Reviews of movies opening this week, including the anti-hate satire Jojo Rabbit, suffocating The Lighthouse and sentimental Pain and Glory

These days it’s a well-worn cliché to assert that this era of prestige TV on cable and streaming has been a godsend to female actors. The arena is full of anti-heroines and Hahn’s career has soared with roles on such series as Transparent and Happyish. Now she’s pretty much carrying an entire new HBO series.

In Mrs. Fletcher (Sunday, Crave/HBO 10:30 p.m.), Hahn is the title character in a deliciously nimble, but still heartfelt satire that’s really about motherhood, porn, sex and the life of a single fortysomething woman. There’s a lot going on, but you are never less than awed by Hahn’s full-bore embracing of the role.

She plays Eve Fletcher, who is divorced and has devoted most of the past decade to taking care of her son Brendan (Jackson White). She’s a great mom, supportive and caring without being smothering. She has measured out her days doing what matters for her son. She knows he’s no genius and senses that he’s a bit arrogant, coarse and probably ignorant of his own privilege. When Brendan goes away to college, she’s an empty-nester, alone and looking forward to allowing her intellect to expand. She’s got a good job as an administrator at a senior’s retirement home, but she wants to do something more rewarding for herself than simply taking care of others.

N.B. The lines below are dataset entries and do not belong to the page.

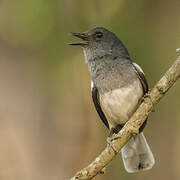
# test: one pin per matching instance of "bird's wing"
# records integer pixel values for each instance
(95, 97)
(141, 77)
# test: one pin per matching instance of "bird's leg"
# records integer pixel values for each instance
(112, 136)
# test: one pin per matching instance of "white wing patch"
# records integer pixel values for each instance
(138, 67)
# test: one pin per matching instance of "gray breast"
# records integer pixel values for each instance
(119, 104)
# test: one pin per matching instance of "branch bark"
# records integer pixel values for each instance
(132, 126)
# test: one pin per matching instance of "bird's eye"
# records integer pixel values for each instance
(99, 35)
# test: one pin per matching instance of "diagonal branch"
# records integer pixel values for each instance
(133, 125)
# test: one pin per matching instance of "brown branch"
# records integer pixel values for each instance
(132, 126)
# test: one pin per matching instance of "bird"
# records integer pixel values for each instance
(118, 85)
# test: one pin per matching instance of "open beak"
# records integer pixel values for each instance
(82, 36)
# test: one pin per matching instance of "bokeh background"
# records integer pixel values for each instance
(49, 128)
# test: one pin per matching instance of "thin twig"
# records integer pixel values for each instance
(133, 125)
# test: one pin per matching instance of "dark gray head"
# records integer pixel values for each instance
(99, 42)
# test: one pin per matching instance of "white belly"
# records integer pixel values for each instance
(119, 104)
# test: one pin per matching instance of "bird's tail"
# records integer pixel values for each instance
(137, 155)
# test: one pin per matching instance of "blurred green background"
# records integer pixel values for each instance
(49, 128)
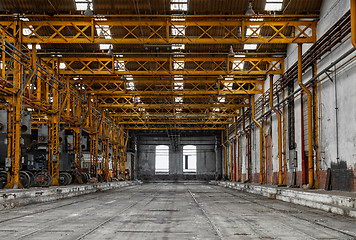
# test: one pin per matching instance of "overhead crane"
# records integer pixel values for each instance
(62, 100)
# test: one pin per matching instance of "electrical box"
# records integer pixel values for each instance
(70, 143)
(3, 121)
(84, 143)
(42, 134)
(293, 159)
(7, 163)
(26, 120)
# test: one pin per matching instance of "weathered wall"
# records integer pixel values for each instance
(343, 164)
(207, 156)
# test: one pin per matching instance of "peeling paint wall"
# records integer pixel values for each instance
(342, 166)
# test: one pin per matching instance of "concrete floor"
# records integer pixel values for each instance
(172, 211)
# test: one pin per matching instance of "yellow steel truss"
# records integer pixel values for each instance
(155, 31)
(178, 64)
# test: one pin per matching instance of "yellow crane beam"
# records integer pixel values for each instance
(167, 31)
(172, 64)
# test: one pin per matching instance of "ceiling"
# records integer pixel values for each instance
(147, 83)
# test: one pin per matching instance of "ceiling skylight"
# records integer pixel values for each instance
(179, 5)
(273, 5)
(252, 46)
(82, 5)
(38, 46)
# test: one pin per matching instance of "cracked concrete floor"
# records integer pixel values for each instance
(172, 211)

She is, in fact, bored. What happens is that a whimsical remark by a friend leads her to discover that there’s an entire genre of online porn devoted to idolizing women of her age. She becomes a tad obsessed with the porn – a fair amount of clips are shown – and with masturbating. She is a bit lost and the porn is helping her figure out a path forward.

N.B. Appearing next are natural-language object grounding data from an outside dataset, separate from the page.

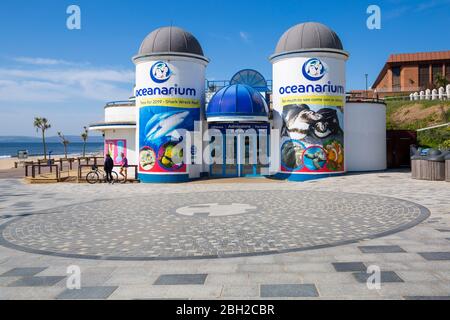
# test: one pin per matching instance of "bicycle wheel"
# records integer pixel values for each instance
(115, 177)
(92, 177)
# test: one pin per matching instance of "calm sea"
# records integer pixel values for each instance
(10, 149)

Meanwhile, in what is an unsubtle, but very funny and crisply ironic twist, Brendan is as lost as his mother. A popular jock in high school who found it easy to seduce young women, in college he’s completely out of his depth. He’s unaware of issues about consent and seduction. Most of the other students, even the jocks, are more socially and culturally sensitive than he is. In one priceless scene, he finally connects with the lacrosse players he imagines are just like him. They’re talking about climate change and what to do about it, actually. When Brendan mentions he saw a cool video of a guy surfing during a tsunami, they look at him as a clueless jerk.

As you might guess already, there are many clever juxtapositions going on in the series. (It’s seven 30-minute episodes and based on the novel by Tom Perrotta, although six episodes are adapted and directed by women.) Some are understated – Eve’s job at the senior’s home involves dealing with the lack of decorum about sex that mild dementia brings on. Other ironic correlations are more brash – in a writing class that Eve takes, the young man she finds attractive and sweet was the victim of her son’s bullying in high school.

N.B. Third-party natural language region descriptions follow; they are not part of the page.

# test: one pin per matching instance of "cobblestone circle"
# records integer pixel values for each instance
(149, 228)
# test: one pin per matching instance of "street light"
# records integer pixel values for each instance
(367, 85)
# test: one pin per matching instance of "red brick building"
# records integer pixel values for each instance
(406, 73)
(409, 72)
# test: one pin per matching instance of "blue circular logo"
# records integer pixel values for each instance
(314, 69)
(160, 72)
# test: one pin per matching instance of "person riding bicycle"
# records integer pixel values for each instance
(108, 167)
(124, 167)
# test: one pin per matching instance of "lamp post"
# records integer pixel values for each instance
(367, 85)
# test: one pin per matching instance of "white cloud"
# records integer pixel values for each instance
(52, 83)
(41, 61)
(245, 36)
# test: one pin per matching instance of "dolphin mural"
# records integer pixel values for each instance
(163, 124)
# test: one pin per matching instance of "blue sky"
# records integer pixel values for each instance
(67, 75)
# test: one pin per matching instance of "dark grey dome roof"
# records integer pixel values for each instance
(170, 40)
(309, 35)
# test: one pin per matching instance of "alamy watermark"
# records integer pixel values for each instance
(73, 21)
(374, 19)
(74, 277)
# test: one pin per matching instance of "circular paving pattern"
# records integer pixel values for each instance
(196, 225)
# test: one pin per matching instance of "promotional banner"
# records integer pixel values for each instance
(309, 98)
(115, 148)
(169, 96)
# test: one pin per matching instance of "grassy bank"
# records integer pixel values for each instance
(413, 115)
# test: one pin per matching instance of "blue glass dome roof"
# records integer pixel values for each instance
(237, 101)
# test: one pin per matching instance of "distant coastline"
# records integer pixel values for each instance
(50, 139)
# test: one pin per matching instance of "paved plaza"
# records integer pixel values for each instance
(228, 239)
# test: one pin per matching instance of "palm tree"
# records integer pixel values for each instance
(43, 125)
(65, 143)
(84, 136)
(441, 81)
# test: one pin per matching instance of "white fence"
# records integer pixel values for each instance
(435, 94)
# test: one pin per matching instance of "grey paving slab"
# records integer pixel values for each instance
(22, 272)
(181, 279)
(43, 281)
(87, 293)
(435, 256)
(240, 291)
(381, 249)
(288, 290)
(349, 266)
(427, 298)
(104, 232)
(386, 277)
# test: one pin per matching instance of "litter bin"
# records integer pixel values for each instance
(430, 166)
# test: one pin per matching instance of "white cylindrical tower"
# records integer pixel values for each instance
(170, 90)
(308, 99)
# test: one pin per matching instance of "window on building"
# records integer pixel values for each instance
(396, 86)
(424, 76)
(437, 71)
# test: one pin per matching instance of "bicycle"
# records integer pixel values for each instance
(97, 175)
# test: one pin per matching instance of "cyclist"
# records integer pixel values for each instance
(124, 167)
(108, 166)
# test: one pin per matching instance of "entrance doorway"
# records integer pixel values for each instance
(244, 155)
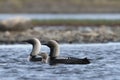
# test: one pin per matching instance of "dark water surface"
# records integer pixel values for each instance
(108, 16)
(105, 63)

Yet for all its satiric wallops, Mrs. Fletcher is deeply humane and for all the shock value in some scenes, it’s a thoughtful character study that’s gentle rather than acidic. The viewer comes to understand the insensitive blockhead that is Brendan as his life comes apart at the seams and his mom’s life becomes resolved. Throughout, you are completely captivated by Hahn’s courage and skill. The entirety of this sizzling, perplexing series is on her shoulders.

Also airing this weekend

Living Colour, one of the strongest recent episodes of The Nature of Things arrives on CBC Gem. An enchanting and visually sumptuous examination of the science of colour – the light, the sky, how the brain interprets visual things – it looks at how humans and animals absorb, observe and use colour in different ways. The second season of the wonderfully wry The Kominsky Method (streaming on Netflix) arrives, too. Michael Douglas and Alan Arkin are back as the older guys in the entertainment business in Los Angeles, who talk, wisecrack and have odd adventures and misadventures in plotlines that have absolutely zero youth-appeal, something the series revels in presenting.